Some of us have a skewed image of God because life has dealt us some very painful blows. It’s as if we have been smacked upside the head and our vision is all wonky. Maybe you’re looking at God through the pain of broken relationships, broken promises, or a broken heart. No wonder you can’t see Him as He really is. Let me straighten your glasses, Beloved – God loves you. His heart is to bless you and heal you, not hurt you. David said, “The Lord is close to the brokenhearted and saves those who are crushed in spirit” (Psalm 34:18). That verse gives me an image of a loving father, bending over His child, tending to her wounds, and speaking words of comfort and assurance. Like He is doing for you now.

When the Heat is On

A woman read in the Bible that God refines His people like silver and gold so she visited a silversmith and asked about the process of refining the precious elements. The smithy said he put the silver in a kettle and exposed it to extremely high heat that caused the dross, or impure elements, to rise to the surface where he could scoop it out. This process took intense heat and so she asked, “how do you keep from burning it?” The man replied, “I lean in very closely to the kettle and watch it carefully, using only as much heat as necessary until it is just as I want it.” She asked, “How do you know when it’s ready to be removed from the heat?” The smithy answered, “When I can see my reflection.”

You and I are called to be the reflection of Jesus Christ to the world and that image must be pure. God uses all sorts of “heat” – financial struggles, relational heartache, health problems, emotions, culture, rejection, persecution, consequences, and yes, often spiritual heat to bring the impurities in us to the surface where they can be removed. How do I know this?

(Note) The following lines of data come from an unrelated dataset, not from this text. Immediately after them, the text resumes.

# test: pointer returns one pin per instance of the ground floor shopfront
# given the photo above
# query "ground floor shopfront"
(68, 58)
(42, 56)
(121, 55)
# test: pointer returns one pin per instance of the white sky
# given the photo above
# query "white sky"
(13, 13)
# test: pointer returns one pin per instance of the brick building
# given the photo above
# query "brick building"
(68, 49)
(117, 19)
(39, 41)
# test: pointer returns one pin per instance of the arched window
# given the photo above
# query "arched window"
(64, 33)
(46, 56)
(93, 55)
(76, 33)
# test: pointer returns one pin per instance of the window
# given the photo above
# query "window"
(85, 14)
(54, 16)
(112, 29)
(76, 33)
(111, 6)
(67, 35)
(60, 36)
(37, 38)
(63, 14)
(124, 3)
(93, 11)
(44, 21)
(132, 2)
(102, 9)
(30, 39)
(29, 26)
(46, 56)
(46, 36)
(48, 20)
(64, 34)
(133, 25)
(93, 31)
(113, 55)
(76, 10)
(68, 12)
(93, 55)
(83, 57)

He’s been cooking some junk out of me for a while. Why would He do that to me? Because, like His friend Peter, some things in me need to be removed before God can use me for His Kingdom and His glory. Remember in Luke 22:31-32 how Jesus allowed His friend to be sifted by satan? He let His disciple go through the crucible of intense suffering to remove what was marring His image in Peter (Luke 22:54-62). Afterward, Peter became a mighty Apostle and preached the first Gospel message after Jesus’ resurrection (Acts 2:14-41. The Lord used a humble Peter mightily in the birth and growth of His church.

None of us welcome the seasons of suffering and pain in our lives but know that God is at work, purifying your faith and refining you to be His witness to the world. And you can be assured that in this time of intense heat, He is leaning in close and carefully watching over you, allowing just enough heat to accomplish His purpose – to see His Son reflected in you. And don’t forget that Jesus is praying for you (Luke 22:32). In the end you, Beloved, will come forth a beautiful vessel for His glory.